Here are the measures announced by RBI:
1. Exemption from Cash Reserve Ratio (CRR) and Statutory Liquidity Ratio (SLR) on Incremental FCNR(B) and NRE Term Deposits
Currently, banks are required to include all Foreign Currency Non-Resident (Bank) [FCNR(B)] and Non-Resident (External) Rupee (NRE) deposit liabilities for computation of Net Demand and Time Liabilities (NDTL) for maintenance of statutory requirements such as CRR and SLR. The RBI said that from the reporting fortnight beginning July 30, 2022 incremental FCNR(B) and NRE deposits with reference base date of July 1, 2022 will be exempt from the maintenance of CRR and SLR. This relaxation will be available for deposits mobilised up to November 4, 2022. Transfers from Non-Resident (Ordinary) (NRO) accounts to NRE accounts shall not qualify for the relaxation.

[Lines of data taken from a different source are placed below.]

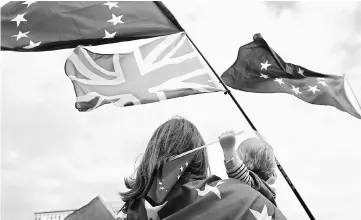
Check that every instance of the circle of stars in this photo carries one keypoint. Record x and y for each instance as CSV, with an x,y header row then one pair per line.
x,y
321,82
21,19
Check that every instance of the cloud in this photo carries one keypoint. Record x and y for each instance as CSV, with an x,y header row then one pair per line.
x,y
65,157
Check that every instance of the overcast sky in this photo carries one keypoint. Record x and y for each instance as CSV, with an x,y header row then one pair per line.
x,y
54,157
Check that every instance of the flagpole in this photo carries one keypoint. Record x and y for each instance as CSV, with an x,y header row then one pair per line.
x,y
254,128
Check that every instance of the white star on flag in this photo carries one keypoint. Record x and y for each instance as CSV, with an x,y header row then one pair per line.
x,y
152,212
28,3
264,76
265,65
111,4
116,19
20,35
322,83
296,90
261,215
19,18
107,35
122,215
208,188
300,71
32,45
279,80
313,89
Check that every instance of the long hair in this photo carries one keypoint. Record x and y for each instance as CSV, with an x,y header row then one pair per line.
x,y
172,138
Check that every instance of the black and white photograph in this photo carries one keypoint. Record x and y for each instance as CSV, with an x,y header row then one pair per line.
x,y
180,110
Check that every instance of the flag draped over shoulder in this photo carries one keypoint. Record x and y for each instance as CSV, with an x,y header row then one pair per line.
x,y
165,68
94,210
51,25
171,198
259,69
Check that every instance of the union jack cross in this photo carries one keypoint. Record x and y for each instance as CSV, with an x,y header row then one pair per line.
x,y
165,68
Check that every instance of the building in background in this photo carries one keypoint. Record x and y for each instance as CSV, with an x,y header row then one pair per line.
x,y
52,215
62,214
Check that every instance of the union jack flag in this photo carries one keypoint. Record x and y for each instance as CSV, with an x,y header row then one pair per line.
x,y
165,68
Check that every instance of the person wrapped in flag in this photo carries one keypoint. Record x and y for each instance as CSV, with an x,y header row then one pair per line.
x,y
169,187
257,168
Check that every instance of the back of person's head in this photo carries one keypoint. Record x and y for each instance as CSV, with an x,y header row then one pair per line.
x,y
259,157
172,138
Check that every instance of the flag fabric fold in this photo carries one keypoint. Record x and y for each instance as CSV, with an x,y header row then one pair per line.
x,y
94,210
52,25
212,198
260,69
165,68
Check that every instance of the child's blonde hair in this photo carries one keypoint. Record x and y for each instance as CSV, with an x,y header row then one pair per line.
x,y
259,157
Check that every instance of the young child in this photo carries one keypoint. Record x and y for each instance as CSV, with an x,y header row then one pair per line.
x,y
253,163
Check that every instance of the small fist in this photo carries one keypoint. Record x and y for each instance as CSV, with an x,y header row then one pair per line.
x,y
227,140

2. Interest Rates on FCNR(B) and NRE Deposits
The RBI has temporarily permitted banks to raise fresh Foreign Currency Non-Resident Bank [FCNR(B)] and NRE deposits without reference to the extant regulations on interest rates, with effect from July 7, 2022. This relaxation will be available for the period up to October 31, 2022.
3. FPI Investment in Debt
Currently, all central government securities (G-Secs) with 5-year, 10-year and 30-year tenors are categorized as “specified securities” under the Fully Accessible Route (FAR). To increase the choice of G-Secs available for investment by non-resident investors under the FAR as also to augment liquidity across the sovereign yield curve, the RBI has been decided that all new issuances of G-Secs of 7-year and 14-year tenors, including the current issuances of 7.10% GS 2029 and 7.54% GS 2036, will be designated as specified securities under the FAR.

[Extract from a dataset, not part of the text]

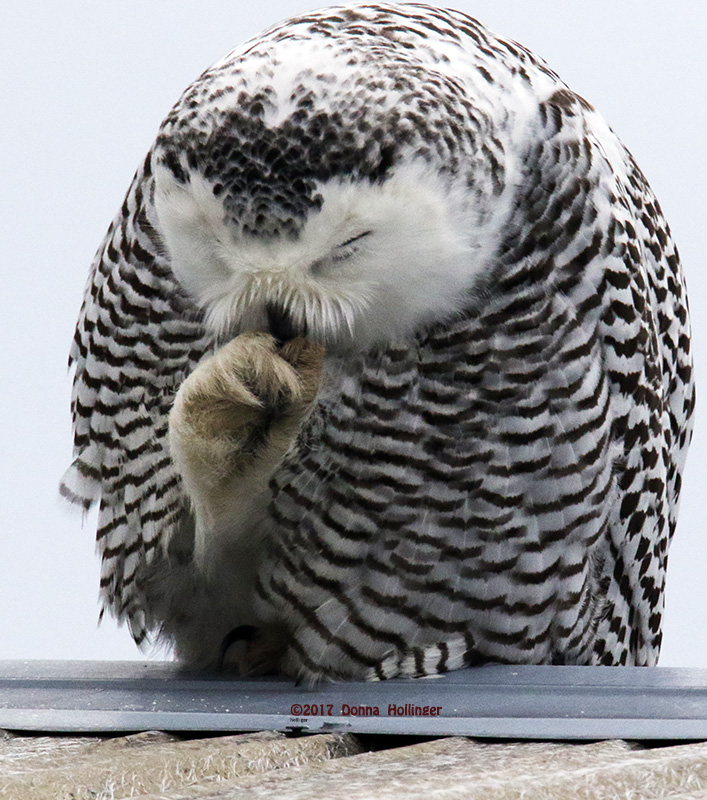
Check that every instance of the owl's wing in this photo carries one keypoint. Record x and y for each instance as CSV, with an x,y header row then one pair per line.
x,y
138,336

At present, FPI investment in government and corporate debt under the MTF (Medium Term Framework) is subject to a macroprudential short term limit viz., not more than 30 per cent of investments each in government securities and corporate bonds can have a residual maturity of less than one year. It has been decided that investments by FPIs in government securities and corporate debt made till October 31, 2022 will be exempted from this short term limit. These investments will not be reckoned for the short term limit till maturity or sale of such investments.
4. Foreign Currency Lending by Authorised Dealer Category I (AD Cat-I) Banks
At present, AD Cat-I banks can undertake overseas foreign currency borrowing (OFCB) up to a limit of 100 per cent of their unimpaired Tier 1 capital or US$10 million, whichever is higher. The funds so borrowed cannot be used for lending in foreign currency except for the purpose of export finance. It has now been decided that AD Cat-I banks can utilise OFCBs for lending in foreign currency to entities for a wider set of end-use purposes, subject to the negative list set out for external commercial borrowings (ECBs). The measure is expected to facilitate foreign currency borrowing by a larger set of borrowers who may find it difficult to directly access overseas markets. This dispensation for raising such borrowings is available till October 31, 2022.
5. External Commercial Borrowings (ECBs)
The RBI has now been decided to increase the limit under the automatic route from $750 million or its equivalent per financial year to $1.5 billion. The all-in cost ceiling under the ECB framework is also being raised by 100 basis points, subject to the borrower being of investment grade rating.